Continue enforcing seatbelt lawPublished 10:25am Friday, April 22, 2011
It seems like 50 percent of state laws are conceived entirely to protect the unluckiest 10 percent of Minnesotans from themselves, usually in response to some bizarre, one-time event. Think “swimming pool drains.”
Half of the rest of new laws are put in place to protect the stupidest 10 percent. Think “seat belts.”
Taken together, these add up to what has long been labeled “the nanny state,” meaning that it has become the government’s job to keep us from hurting ourselves.
For those who believe a certain element of risk is part of life, and who figure that if we mess up it’s their own fault — not someone else’s — the nanny state is a vast annoyance.
I count myself among that group, and I occasionally write about some of the excessive safety/nanny measures that our friends in St. Paul and Washington are contemplating.
So it surprised me when I did not immediately agree with a bill that, should it become law, would tell Minnesota law enforcement agencies to stop cracking down on those who don’t wear their seat belts.
It’s rather widely recognized these days that driving (or riding) without a seatbelt is unwise — and, indeed, a good way to ensure that merely a bad accident will be elevated to “fatal.” In fact, it’s so obvious that it would be easy to argue that anyone who chooses not to wear a seatbelt pretty much deserves whatever consequences life dishes out as a result.
Or, to put it another way, the only one who not wearing a seatbelt hurts is the one who doesn’t wear it. That’s pretty much what the reduced-enforcement bill seems to mean when it says, “seat belt violations do not constitute a hazard to the traveling public.”
And let’s face it, Minnesota is rather inconsistent when it comes to being a nanny state. If we were doing a first-rate job of protecting fools from themselves, we would require motorcyclists to wear helmets.
Yet for all that our state’s seat belt laws are an intrusion into the privacy of our cars and trucks, for all that they only require something that anyone with half a brain would do anyway, for all that they are the ultimate in nannying … it’s hard to feel good about taking a step back.

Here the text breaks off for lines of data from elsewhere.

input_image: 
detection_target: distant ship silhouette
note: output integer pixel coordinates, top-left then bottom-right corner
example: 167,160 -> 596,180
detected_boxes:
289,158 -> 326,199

Unlike laws that might actually help one person every 100 years, while inconveniencing tens of thousands, seat belt use does work. When a seatbelt is in place during a crash, it often saves a life. It happens over and over again, every year, right here in Austin and throughout the country. That’s a big deal.
There’s also an economic argument. Although the bill’s author seems to believe that it will save money to stop enforcing seat belt laws, it wouldn’t take many fatal crashes to push law enforcement’s costs and workloads well beyond that of a few seat belt sweeps.

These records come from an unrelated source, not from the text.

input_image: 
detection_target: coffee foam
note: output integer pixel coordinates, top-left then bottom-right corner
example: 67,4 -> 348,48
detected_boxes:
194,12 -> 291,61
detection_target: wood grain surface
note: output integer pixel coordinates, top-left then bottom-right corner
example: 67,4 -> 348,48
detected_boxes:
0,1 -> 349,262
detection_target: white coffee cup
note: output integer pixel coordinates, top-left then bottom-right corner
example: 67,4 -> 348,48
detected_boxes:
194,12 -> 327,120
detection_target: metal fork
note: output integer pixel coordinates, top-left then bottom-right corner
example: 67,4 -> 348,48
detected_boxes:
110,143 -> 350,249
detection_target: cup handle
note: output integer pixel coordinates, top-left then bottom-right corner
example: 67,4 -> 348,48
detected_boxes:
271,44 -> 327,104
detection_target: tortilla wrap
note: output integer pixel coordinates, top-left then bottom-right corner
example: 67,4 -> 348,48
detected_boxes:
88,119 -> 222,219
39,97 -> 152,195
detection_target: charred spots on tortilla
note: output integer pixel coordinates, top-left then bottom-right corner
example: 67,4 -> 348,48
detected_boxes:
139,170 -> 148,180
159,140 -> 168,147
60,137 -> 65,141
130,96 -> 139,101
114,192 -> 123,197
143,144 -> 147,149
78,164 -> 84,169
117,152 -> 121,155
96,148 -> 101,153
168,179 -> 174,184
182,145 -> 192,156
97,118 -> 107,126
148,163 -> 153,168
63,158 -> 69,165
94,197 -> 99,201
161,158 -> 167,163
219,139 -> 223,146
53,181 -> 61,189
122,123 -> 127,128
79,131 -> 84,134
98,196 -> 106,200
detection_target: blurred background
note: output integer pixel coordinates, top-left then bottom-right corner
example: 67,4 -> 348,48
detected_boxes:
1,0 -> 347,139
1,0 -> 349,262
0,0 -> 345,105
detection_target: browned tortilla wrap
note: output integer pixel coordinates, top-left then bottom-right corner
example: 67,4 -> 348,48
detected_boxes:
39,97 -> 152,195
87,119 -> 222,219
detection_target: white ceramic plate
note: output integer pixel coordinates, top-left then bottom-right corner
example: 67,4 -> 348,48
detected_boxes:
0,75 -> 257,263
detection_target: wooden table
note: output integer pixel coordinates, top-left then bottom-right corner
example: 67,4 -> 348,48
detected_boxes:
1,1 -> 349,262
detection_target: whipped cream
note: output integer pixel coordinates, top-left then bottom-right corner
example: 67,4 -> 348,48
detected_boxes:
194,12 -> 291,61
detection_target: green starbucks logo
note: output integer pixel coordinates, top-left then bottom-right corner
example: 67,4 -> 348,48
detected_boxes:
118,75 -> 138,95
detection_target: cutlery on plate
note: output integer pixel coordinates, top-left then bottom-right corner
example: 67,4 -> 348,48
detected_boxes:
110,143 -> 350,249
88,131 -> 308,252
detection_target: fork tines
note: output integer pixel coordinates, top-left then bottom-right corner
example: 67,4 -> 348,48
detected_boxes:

One Herald web sit reader explained it clearly, and graphically, in a comment about our story on the law: “Ever rolled up on an accident? A bad one? One that they were not wearing their seat belts? Ever had the pleasure of looking for a lady’s husband in the dark …? I found him 100 feet away, unrecognizable, because he got ejected and the car, his own car rolled over him, killing him.
“I would rather see law enforcement spending time running down drug dealers and thieves over spending hours writing reports about accidents.”
The fact that most law enforcement leaders, the ones who have to figure out how to stretch limited resources to meet many demands, favor seatbelt enforcement ought also to be a clue.
Being forced to do the smart, safe thing is always annoying and not something we want the government doing to us. Seat belt laws are the exception that proves the rule.